Si la philosophie a le vent en poupe, comme en témoigne le succès de nombreux essais philosophiques dans les rayons de librairie, le festival de Saint-Emilion en est l'une des plus belles illustrations. Son ambition? «Offrir à tous, connaisseurs, passionnés, amateurs ou simples curieux, le plaisir d'apprendre et de comprendre», expliquent les organisateurs qui, reprenant une formule de Raphaël Enthoven, veulent faire «descendre la philosophie dans la rue mais sans la mettre sur le trottoir».
Les conférences sont accessibles, mais elles n'en sont pas moins exigeantes. Il y a quelque chose d'antique dans cette démarche du festival Philosophia. Aristote, qui avait fondé à Athènes une école de philosophie, le Lycée, enseignait le matin à ses disciples les plus savants, mais le soir, enseignait de façon plus accessible à tous ceux qui souhaitaient s'initier à sa pensée. Sa méthode? La promenade, peripatos en grec. Dans cet esprit antique, le festival de Saint-Emilion est une grande balade dans un lieu idyllique, avec des philosophes qui, le temps de quelques jours d'été, quittent leur chaire universitaire pour se mêler à la foule des promeneurs. Philosophia propose d'ailleurs des «balades philosophiques» dans les champs. Cette année, c'est l'écrivain Olivier Bleys, qui y évoquera «le corps en marche»... sans rapport avec l'actualité politique.
Les «balades philosophiques» sont une spécialité de Philosophia.
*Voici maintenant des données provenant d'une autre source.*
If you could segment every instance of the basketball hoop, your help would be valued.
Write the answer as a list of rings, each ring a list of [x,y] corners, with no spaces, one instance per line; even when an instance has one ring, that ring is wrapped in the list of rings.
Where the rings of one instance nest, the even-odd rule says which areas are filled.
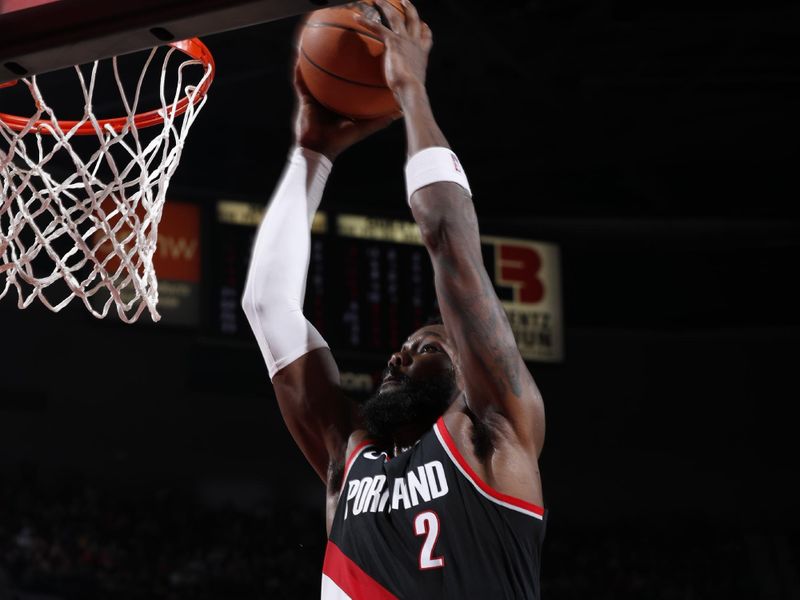
[[[184,142],[214,78],[214,60],[196,38],[162,48],[161,107],[138,112],[145,75],[159,50],[153,48],[145,60],[132,100],[118,58],[111,59],[123,117],[95,115],[100,61],[88,78],[75,67],[84,100],[79,120],[56,117],[36,76],[0,85],[24,84],[36,107],[29,118],[0,113],[0,298],[13,287],[20,308],[39,298],[58,312],[77,297],[97,318],[113,304],[126,323],[135,322],[145,308],[153,321],[160,319],[153,269],[158,224]],[[168,102],[167,72],[176,50],[188,59],[177,66]],[[193,65],[202,67],[202,74],[185,83],[184,71]],[[144,129],[151,139],[145,139]],[[95,136],[99,148],[83,158],[76,136],[88,141]],[[66,172],[53,174],[65,156]],[[61,297],[52,300],[52,295]]]

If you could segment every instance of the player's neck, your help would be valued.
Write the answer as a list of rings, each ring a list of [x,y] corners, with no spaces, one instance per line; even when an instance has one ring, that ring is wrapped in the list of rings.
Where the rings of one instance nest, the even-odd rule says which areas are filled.
[[[427,423],[410,423],[399,427],[392,434],[392,453],[398,456],[416,444],[426,431],[431,428]]]

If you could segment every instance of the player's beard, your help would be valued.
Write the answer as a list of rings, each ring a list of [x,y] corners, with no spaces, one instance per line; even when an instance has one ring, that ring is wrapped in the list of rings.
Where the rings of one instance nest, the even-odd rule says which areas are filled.
[[[377,440],[391,440],[406,425],[433,425],[456,392],[453,371],[423,383],[403,378],[398,383],[378,389],[361,405],[367,433]]]

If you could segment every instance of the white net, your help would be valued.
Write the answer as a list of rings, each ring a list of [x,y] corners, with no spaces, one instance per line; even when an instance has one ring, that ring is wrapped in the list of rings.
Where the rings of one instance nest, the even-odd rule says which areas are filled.
[[[20,80],[36,112],[21,131],[0,119],[0,299],[15,289],[20,308],[38,299],[58,312],[80,298],[98,318],[113,306],[126,323],[145,308],[153,321],[160,319],[153,268],[158,224],[189,128],[205,104],[203,84],[213,77],[213,64],[187,60],[180,52],[179,64],[170,63],[174,52],[161,49],[159,123],[148,127],[147,135],[135,118],[148,69],[161,60],[158,48],[147,57],[131,94],[118,59],[111,59],[112,87],[127,113],[113,124],[93,110],[99,62],[88,68],[88,76],[86,67],[75,67],[84,109],[69,123],[59,123],[36,77]],[[201,68],[187,70],[192,65]],[[175,72],[169,85],[168,70]],[[188,103],[181,115],[182,95]],[[88,151],[87,139],[78,137],[87,130],[94,146]]]

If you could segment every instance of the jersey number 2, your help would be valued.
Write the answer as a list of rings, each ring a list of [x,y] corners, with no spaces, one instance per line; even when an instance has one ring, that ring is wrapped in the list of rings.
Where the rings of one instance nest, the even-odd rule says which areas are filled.
[[[444,558],[433,556],[433,548],[439,538],[439,516],[432,510],[419,513],[414,517],[414,533],[425,536],[422,549],[419,551],[419,568],[441,569],[444,566]]]

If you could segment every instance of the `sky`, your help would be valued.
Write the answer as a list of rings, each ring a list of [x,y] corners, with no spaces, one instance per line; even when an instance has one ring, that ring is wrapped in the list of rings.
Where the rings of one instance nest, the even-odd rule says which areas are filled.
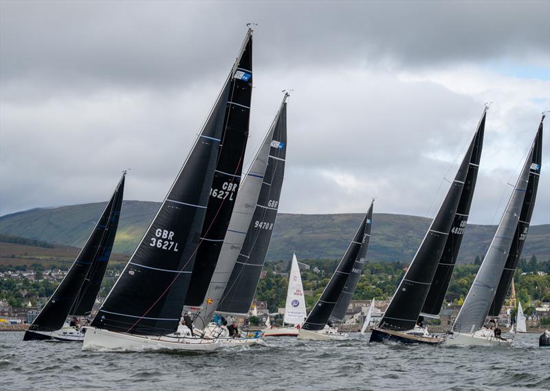
[[[469,221],[550,109],[550,2],[0,2],[0,215],[162,201],[254,32],[247,162],[288,100],[279,211],[433,217],[485,102]],[[550,121],[534,224],[550,223]]]

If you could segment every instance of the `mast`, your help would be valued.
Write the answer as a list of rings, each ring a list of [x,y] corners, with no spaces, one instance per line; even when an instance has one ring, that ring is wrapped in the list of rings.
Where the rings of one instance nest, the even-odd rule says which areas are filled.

Cette année, l'écrivain Olivier Bleys parlera de la marche.
Des «bases neuronales» à la «jouissance», le corps vu sous tous ses angles
On pourra aussi écouter le neurologue Lionel Naccache situer le cerveau «quelque part entre le corps et l'esprit», le philosophe Michael Foessel, de l'Ecole Polytechnique, parler du «corps nocturne» qui «prémunit contre les lumières trop crues et les lucidités prématurées», Martin Legros, rédacteur en chef de Philosophie Magazine, proposer une petite histoire philosophique du corps de Platon à Merleau-Ponty ou le philosophe Thierry Hoquet et l'informaticien Pierre-Yves Oudeyer évoquer les robots, qui obligent à repenser les limites de nos propres corps.
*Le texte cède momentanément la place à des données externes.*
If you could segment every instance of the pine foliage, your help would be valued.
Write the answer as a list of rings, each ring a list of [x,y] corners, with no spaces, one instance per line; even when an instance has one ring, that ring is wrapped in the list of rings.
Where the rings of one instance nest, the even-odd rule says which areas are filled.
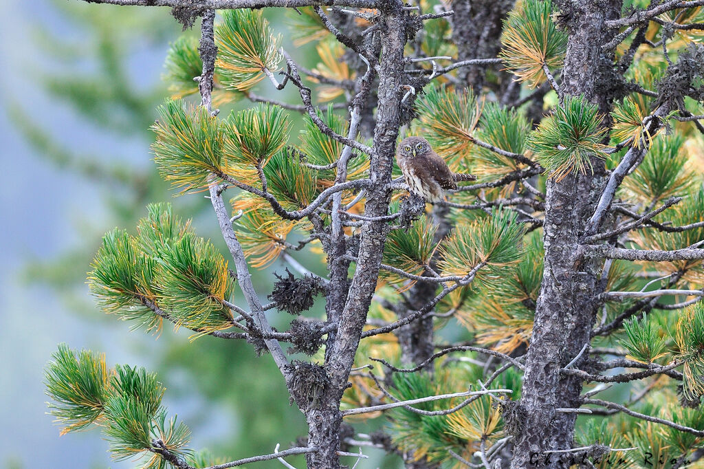
[[[520,260],[524,232],[515,213],[501,208],[466,225],[460,221],[440,247],[440,267],[447,275],[467,275],[481,265],[474,281],[485,284],[496,281]]]
[[[110,442],[115,461],[139,461],[143,469],[172,467],[153,450],[155,442],[177,457],[188,454],[190,432],[161,404],[165,388],[153,373],[118,365],[108,370],[104,356],[75,352],[65,344],[52,356],[45,372],[47,394],[56,401],[51,413],[68,424],[63,433],[96,423]],[[160,448],[160,446],[158,446]]]
[[[160,330],[165,315],[176,327],[201,333],[230,327],[232,313],[223,301],[234,281],[227,261],[170,204],[153,204],[148,211],[137,237],[115,230],[103,237],[88,275],[99,304],[147,331]]]
[[[565,59],[567,36],[553,20],[549,0],[525,0],[505,20],[501,51],[506,67],[534,87],[545,81],[543,65],[555,70]]]
[[[237,8],[222,12],[215,27],[215,66],[223,86],[247,91],[264,77],[264,70],[278,71],[283,57],[281,37],[274,36],[261,10]]]
[[[527,146],[560,181],[570,174],[593,170],[591,158],[606,158],[601,143],[606,129],[596,106],[584,96],[565,96],[555,114],[543,119],[528,137]]]
[[[483,101],[472,90],[451,90],[432,86],[417,101],[423,136],[451,168],[472,146],[472,135],[482,115]]]
[[[181,101],[170,101],[158,111],[151,149],[162,177],[180,194],[207,186],[210,173],[225,167],[217,118],[202,107],[184,108]]]

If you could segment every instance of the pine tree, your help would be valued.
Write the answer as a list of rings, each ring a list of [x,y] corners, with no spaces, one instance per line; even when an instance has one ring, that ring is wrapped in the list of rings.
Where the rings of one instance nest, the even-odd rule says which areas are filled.
[[[208,192],[230,255],[152,204],[105,236],[92,292],[136,327],[165,319],[270,354],[309,430],[218,463],[189,449],[154,375],[61,345],[46,385],[64,432],[96,424],[114,457],[145,468],[294,454],[339,468],[363,464],[356,446],[411,468],[701,464],[704,1],[496,1],[477,37],[469,0],[94,1],[202,16],[199,42],[168,53],[152,150],[177,194]],[[295,8],[314,70],[264,6]],[[499,39],[498,57],[471,57]],[[254,94],[267,80],[301,104]],[[255,104],[219,115],[238,99]],[[479,180],[434,204],[408,194],[402,133]],[[272,279],[265,303],[251,269],[277,259],[298,275]],[[322,319],[303,314],[316,296]],[[295,316],[287,331],[275,309]],[[382,430],[360,431],[375,420]]]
Tandis que l'astrophysicien Jean Audouze décrira les corps célestes et que la philosophe Céline Spector interrogera, à travers l'Europe, l'existence des corps politiques, le duo formé par Raphaël Enthoven et Adèle Van Reeth débattra de la jouissance, qui dépasse «le domaine de la sexualité». Dans son spectacle «La philosophie enseignée à ma chouette», le comédien et philosophe Yves Cusset réalisera quant à lui un «voyage initiatique, absurde et drôle, au pays des idées philosophiques». Les enfants seront aussi à l'honneur avec les ateliers-philo de Christophe Nicolas, journaliste au magazine de jeunesse Astrapi, quand les plus grands pourront écouter Jean-Paul Kauffmann démontrer dans un éloge du «vin libre» que «l'amateur de Bordeaux est un homme délivré». L'académicien Michel Serres, qui fait du décloisonnement des savoirs l'une des exigences de la philosophie, conclura le festival.
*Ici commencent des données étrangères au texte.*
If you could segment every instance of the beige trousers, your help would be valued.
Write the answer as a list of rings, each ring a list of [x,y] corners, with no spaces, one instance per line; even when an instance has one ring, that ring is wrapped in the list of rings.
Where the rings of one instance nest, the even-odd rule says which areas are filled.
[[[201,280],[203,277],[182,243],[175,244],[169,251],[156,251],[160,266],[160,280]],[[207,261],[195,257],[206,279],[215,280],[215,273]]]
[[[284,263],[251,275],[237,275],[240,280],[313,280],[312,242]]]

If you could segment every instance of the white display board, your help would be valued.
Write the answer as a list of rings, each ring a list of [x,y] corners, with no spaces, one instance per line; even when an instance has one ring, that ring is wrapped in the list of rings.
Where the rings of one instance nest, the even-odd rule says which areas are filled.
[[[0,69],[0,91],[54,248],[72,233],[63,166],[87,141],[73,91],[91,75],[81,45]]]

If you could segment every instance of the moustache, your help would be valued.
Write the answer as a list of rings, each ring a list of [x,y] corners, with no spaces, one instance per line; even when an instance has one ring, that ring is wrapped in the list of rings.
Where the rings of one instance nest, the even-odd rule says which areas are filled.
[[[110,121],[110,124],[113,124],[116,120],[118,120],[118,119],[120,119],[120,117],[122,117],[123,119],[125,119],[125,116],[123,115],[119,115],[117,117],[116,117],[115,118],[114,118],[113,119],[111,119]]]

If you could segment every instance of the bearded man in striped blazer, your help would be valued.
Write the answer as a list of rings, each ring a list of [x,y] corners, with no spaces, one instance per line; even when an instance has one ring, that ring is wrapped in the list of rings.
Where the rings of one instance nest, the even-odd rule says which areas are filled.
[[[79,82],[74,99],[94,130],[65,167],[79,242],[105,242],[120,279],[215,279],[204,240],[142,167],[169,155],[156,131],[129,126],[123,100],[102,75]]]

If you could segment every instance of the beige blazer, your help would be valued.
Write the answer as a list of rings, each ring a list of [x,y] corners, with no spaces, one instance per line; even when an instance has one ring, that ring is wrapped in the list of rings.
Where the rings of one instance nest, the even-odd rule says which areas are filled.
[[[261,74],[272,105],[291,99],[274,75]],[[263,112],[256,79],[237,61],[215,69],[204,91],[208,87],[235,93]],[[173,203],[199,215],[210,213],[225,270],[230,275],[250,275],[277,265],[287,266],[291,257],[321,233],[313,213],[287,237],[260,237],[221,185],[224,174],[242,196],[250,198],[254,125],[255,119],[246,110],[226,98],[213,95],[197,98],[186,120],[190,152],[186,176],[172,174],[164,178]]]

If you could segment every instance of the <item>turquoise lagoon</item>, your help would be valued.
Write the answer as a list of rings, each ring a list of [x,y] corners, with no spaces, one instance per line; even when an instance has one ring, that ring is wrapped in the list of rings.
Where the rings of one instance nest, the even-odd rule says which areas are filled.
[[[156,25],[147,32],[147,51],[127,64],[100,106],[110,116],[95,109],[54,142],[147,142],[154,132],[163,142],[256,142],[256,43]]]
De la bibliothèque universitaire où s'exposent les grands textes à la cave viticole où reposent les grands crus, il n'y a parfois qu'un pas, qu'avait franchi Louis Pasteur en 1882 quand il déclarait: «Il y a plus de philosophie dans une bouteille de vin que dans tous les livres». Les visiteurs de Philosophia ne renâclent certainement pas à la lecture, mais ils font au moins le pari qu'un bon verre de Saint-Emilion, qui plus est lorsqu'il est partagé avec des philosophes, peut aider à penser, sans modération.